The sustainability of the sector is another of the challenges that will have to be faced. When creating new policies or regulations and to compensate losses during the recovery period there is a need to take into account other factors. These are also affecting fishing opportunities, such as the United Kingdom leaving the European Union and the war in Ukraine.

Always forward

Recently, the European Commission decided to activate new crisis measures to support the fishery and aquaculture sectors in the context of Russia's invasion of Ukraine and already damaged by the pandemic. The European Maritime, Fisheries and Aquaculture Fund (EMFAF) will try to compensate operators of the fishery, aquaculture and seafood processing sectors. By financial compensation for their economic losses and additional costs.

Virginijus Sinkevičius, Commissioner for the Environment, Oceans and Fisheries, commented on this: "The fishery and aquaculture sectors are heavily impacted by the war. There are still financial resources available under the EMFAF. We give the possibility to Member States to reallocate them to specific measures mitigating the socio-economic impact of the crisis."

Companies like Cargill started to work with nonprofit and NGO partners. As a result, to help address food security, health and safety needs and industry challenges due to the spread of COVID-19. The global food corporation, allocate $35M to COVID-19 relief and recovery efforts. This was through global and regional partnerships, product donations and employee personal giving.
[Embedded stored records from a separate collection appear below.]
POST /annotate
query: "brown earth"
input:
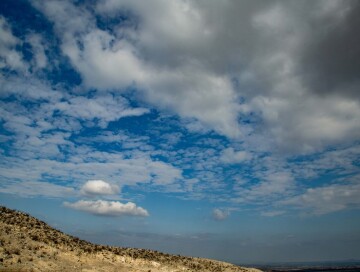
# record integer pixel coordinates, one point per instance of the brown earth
(28, 244)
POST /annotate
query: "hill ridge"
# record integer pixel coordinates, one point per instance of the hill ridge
(29, 244)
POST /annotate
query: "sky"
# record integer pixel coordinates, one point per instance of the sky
(220, 129)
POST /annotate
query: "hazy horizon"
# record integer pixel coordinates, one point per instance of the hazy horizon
(219, 129)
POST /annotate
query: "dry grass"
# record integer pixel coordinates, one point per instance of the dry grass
(28, 244)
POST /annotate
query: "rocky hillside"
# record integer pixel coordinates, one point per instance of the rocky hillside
(28, 244)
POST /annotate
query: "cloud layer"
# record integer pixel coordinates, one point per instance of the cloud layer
(107, 208)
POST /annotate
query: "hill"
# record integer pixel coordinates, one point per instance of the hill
(28, 244)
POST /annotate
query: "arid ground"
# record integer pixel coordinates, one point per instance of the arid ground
(28, 244)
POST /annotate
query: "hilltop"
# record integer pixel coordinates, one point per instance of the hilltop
(29, 244)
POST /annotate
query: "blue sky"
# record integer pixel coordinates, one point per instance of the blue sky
(227, 130)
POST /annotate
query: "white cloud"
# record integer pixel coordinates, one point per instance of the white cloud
(327, 199)
(38, 49)
(108, 208)
(229, 155)
(165, 60)
(219, 214)
(9, 57)
(272, 213)
(35, 189)
(99, 187)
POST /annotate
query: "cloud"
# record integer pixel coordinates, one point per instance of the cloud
(220, 215)
(229, 155)
(330, 62)
(272, 213)
(327, 199)
(9, 57)
(107, 208)
(99, 187)
(36, 188)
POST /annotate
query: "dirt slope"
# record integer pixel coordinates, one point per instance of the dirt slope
(28, 244)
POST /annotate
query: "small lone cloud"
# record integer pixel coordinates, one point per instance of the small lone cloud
(220, 215)
(107, 208)
(99, 187)
(272, 213)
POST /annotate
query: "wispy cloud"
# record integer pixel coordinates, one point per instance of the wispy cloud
(107, 208)
(219, 214)
(99, 187)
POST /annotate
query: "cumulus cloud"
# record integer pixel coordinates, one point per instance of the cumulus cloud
(99, 187)
(107, 208)
(270, 78)
(219, 214)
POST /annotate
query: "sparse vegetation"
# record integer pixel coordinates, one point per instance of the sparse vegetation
(28, 244)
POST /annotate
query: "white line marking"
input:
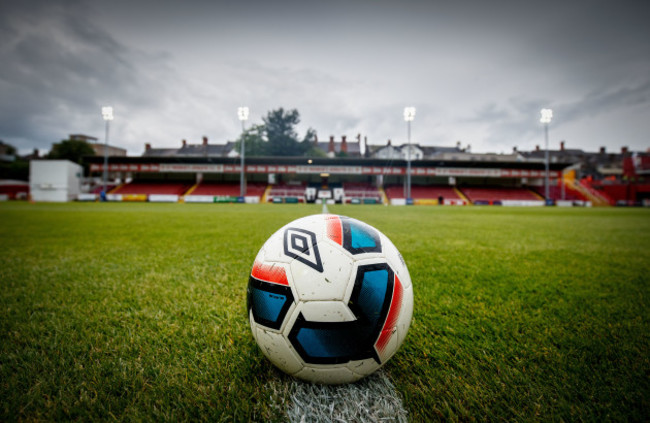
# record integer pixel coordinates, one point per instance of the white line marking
(372, 399)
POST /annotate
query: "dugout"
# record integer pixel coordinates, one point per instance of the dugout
(326, 173)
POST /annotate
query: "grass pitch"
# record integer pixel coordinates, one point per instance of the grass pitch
(137, 312)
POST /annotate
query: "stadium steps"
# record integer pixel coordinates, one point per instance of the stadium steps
(266, 194)
(593, 196)
(181, 198)
(384, 197)
(115, 188)
(538, 195)
(461, 195)
(189, 191)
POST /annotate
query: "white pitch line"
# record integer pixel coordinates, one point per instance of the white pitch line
(372, 399)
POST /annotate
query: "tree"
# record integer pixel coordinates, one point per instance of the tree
(255, 145)
(73, 150)
(281, 135)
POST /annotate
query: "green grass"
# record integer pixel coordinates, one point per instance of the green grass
(137, 312)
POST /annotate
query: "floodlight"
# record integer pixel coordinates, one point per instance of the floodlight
(107, 113)
(547, 115)
(242, 113)
(409, 113)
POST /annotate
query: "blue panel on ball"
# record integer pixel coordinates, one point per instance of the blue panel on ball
(325, 343)
(267, 305)
(340, 342)
(373, 293)
(361, 237)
Finally, in an exclusive interview for WeAreAquaculture, head of aquatic research facilities design in AquaBioTech Group, Michele Gallo, reminded us how restrictions like quarantine or traveling stood in the way of the completion of major projects. This is why he understood the important of being resilient" and having a wide portfolio of activities. Even so, he encouraged: "I have already seen a lot kind of rebounds in more projects than you think. People are more enthusiastic."